Les aliments en cause sont souvent le lait de vache ou de soja, mais parfois aussi des aliments solides : céréales, volailles, poisson, fruits de mer… Il n'existe aucun marqueur biologique pour affirmer le diagnostic et seul un test de provocation orale à l'hôpital, difficile à accepter, pourrait confirmer l'allergie. Après éviction de l'allergène les crises disparaissent et une tolérance se développe, généralement en deux ou trois ans.
« C'est un diagnostic que tous nos confrères ne connaissent pas encore, a regretté le Dr Marc Bellaïche (Paris). Ces enfants ont longtemps reçu l'étiquette de gastro-entérite aiguë ou d'intolérance alimentaire et des cas ont été décrits où cette méconnaissance a conduit à des interventions chirurgicales injustifiées. »

La fréquence du Seipa au lait de vache a été évalué à 0,4 % dans une étude prospective israélienne incluant 13 000 nourrissons. Les symptômes étaient toujours apparus durant les six premiers mois de vie et à l'âge de trois ans, 90 % des enfants n'avaient plus d'allergie.

Obésités morbides de l’adolescent : la chirurgie en question


Dans un tout autre domaine, si la chirurgie bariatrique a fait la preuve de son intérêt chez les adultes ayant une obésité morbide, la HAS, dans ses recos de 2011, ne préconisait pas son utilisation chez l'enfant et l'adolescent. Pourtant, « le taux de réussite du traitement médical dans des centres spécialisés pour la prise en charge des obésités morbides de l'enfant est de 5 % seulement », a remarqué le Dr Bellaïche, en se réjouissant que la HAS ait revu son avis en mars 2016 pour conclure que la chirurgie bariatrique doit être envisagée pour les adolescents ayant une obésité morbide, avec complications. Parmi les trois types de chirurgie de l'obésité, la gastrectomie de Sleeve est définitive, ce qui la rend peu adaptée à l'enfant, a-t-il estimé, alors que l'anneau gastrique peut être facilement enlevé et que le bypass est, en théorie, réversible.

Toujours en gastropédiatrie, l'étude d'une cohorte de 147 enfants suivis à l'hôpital Robert-Debré pour une MICI indique que le traitement par infliximab n'a pratiquement aucune chance d'être efficace si l'infliximabémie est inférieure à 4,7μg/ml.
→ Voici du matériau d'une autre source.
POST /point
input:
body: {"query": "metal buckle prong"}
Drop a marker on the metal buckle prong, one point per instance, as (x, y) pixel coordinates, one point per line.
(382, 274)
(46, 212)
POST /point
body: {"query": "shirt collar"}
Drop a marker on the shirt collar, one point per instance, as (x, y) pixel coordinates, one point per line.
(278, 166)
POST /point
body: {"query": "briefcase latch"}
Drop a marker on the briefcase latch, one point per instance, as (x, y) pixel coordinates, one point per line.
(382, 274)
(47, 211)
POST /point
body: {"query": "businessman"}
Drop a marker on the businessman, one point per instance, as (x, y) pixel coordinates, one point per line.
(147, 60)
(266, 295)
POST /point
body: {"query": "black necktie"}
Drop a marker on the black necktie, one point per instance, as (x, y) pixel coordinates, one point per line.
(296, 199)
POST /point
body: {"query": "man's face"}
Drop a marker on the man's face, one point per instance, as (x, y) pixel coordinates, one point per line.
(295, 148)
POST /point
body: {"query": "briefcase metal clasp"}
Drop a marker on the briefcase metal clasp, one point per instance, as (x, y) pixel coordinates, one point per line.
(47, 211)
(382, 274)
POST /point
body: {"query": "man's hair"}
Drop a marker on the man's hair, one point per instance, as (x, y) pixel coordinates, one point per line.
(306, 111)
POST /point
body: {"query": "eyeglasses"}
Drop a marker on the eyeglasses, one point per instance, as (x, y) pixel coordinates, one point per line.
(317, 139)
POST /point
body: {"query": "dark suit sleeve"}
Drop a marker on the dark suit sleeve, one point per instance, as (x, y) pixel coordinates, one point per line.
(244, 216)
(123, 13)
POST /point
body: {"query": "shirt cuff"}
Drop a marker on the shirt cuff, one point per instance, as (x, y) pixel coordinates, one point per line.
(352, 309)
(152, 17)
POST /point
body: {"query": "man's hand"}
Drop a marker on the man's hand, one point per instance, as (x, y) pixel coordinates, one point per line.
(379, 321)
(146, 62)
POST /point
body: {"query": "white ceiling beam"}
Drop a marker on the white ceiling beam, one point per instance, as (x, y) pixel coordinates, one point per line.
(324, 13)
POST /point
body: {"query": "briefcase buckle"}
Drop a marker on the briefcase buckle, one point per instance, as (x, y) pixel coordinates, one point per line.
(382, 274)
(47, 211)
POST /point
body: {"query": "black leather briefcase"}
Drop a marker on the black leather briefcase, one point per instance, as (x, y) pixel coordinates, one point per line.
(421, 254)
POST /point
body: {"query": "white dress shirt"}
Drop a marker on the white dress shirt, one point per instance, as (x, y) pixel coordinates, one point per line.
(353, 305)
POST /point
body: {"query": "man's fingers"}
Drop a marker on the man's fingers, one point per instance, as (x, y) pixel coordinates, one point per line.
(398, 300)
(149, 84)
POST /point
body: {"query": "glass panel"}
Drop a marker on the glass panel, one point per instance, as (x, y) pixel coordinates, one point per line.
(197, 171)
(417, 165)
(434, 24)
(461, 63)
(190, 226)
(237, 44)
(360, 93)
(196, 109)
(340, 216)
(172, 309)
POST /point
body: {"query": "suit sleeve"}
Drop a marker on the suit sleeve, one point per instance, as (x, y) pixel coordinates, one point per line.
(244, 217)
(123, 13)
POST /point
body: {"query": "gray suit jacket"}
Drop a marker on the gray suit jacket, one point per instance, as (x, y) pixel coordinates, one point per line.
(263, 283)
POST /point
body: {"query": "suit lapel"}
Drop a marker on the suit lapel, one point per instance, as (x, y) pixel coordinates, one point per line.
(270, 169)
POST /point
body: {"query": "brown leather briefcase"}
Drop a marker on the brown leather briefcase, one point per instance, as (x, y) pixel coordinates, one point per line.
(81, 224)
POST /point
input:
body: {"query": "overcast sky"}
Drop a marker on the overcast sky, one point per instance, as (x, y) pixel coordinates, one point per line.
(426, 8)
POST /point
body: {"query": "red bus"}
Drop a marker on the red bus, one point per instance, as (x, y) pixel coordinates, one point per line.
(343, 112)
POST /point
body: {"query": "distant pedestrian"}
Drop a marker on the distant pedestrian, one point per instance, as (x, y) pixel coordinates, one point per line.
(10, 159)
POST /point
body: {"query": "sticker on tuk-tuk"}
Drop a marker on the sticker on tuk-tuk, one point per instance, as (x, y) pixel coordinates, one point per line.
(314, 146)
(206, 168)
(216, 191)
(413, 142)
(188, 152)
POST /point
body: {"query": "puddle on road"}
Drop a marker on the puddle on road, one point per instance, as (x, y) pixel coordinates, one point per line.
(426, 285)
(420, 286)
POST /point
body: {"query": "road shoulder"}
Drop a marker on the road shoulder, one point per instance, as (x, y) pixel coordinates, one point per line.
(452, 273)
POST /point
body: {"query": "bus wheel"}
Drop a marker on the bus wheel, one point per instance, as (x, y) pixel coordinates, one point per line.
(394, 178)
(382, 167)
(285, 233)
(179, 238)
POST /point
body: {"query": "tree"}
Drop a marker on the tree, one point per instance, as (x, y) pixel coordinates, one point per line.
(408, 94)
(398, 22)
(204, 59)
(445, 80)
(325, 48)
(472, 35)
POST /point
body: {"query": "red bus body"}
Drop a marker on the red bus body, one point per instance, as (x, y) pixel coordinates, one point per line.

Le fait d'être au-dessus de ce seuil multipliait par 6 la probabilité de rémission dans l'ensemble de la cohorte et par 53 chez les patients atteints de maladie de Crohn. Ces données ont des implications pratiques immédiates, car avec la dose de 5 mg/kg d'infliximab, recommandée pour les enfants de moins de dix ans, l'infliximabémie est quasiment toujours inférieure à 4,7μg/ml.

Enfin, une étude multicentrique menée sous l'égide de la Société française d'endoscopie digestive démontre, pour la première fois, les bonnes performances de la vidéocapsule œsophagienne chez l'enfant, pour visualiser les varices œsophagiennes. Sur 81 enfants âgés de 7 à 18 ans atteints de cirrhose ou de varices examinés, la vidéocapsule a permis de détecter les varices œsophagiennes avec une sensibilité de 90,5 % et une spécificité de 100 %. Cette validation de la vidéocapsule en pédiatrie est importante car elle permettra d'éviter des endoscopies sous anesthésie générale parfois mal supportées par les enfants, notamment ceux souffrant de mucoviscidose.